I was training a model and I suddenly I had an error and the training stopped. I tryied to run the training script again but it crashed. I tried to start nvtop to see the gpu usage and I got:
No GPU to monitor.
I was very confused by that becuase everything was working fine a minute ago. I then tried nvidia-smi:
NVIDIA-SMI has failed because it couldn’t communicate with the NVIDIA driver. Make sure that the latest NVIDIA driver is installed and running.
This baffled me even more. I then tried: lspci -nnk | grep -i nvidia -A3:
01:00.0 VGA compatible controller [0300]: NVIDIA Corporation AD103 [GeForce RTX 4070 Ti SUPER] [10de:2705] (rev a1)

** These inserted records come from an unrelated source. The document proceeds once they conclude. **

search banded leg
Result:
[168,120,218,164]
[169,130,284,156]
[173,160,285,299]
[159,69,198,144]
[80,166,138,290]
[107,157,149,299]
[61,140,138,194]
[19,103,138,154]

Subsystem: Gigabyte Technology Co., Ltd Device [1458:413d]
Kernel modules: nvidiafb, nouveau, nvidia_drm, nvidia
01:00.1 Audio device [0403]: NVIDIA Corporation Device [10de:22bb] (rev a1)
Subsystem: Gigabyte Technology Co., Ltd Device [1458:413d]
Kernel driver in use: snd_hda_intel
Kernel modules: snd_hda_intel
This struck me as very odd, the GPU is detected but there is no kernel in use? I tried restarting and it didn’t help. This is where I kinda got stuck, has anyone experienced anything similar to this, and if yes, is there a way to fix it? I’ve read somewhere that something similar can be solved by disabling Secure Boot in BIOS, but this is a remote workstation to which I connect with ssh and currently I’m not physically near the computer so I can’t go there to deal with BIOS. Any suggestion would be much appreciated.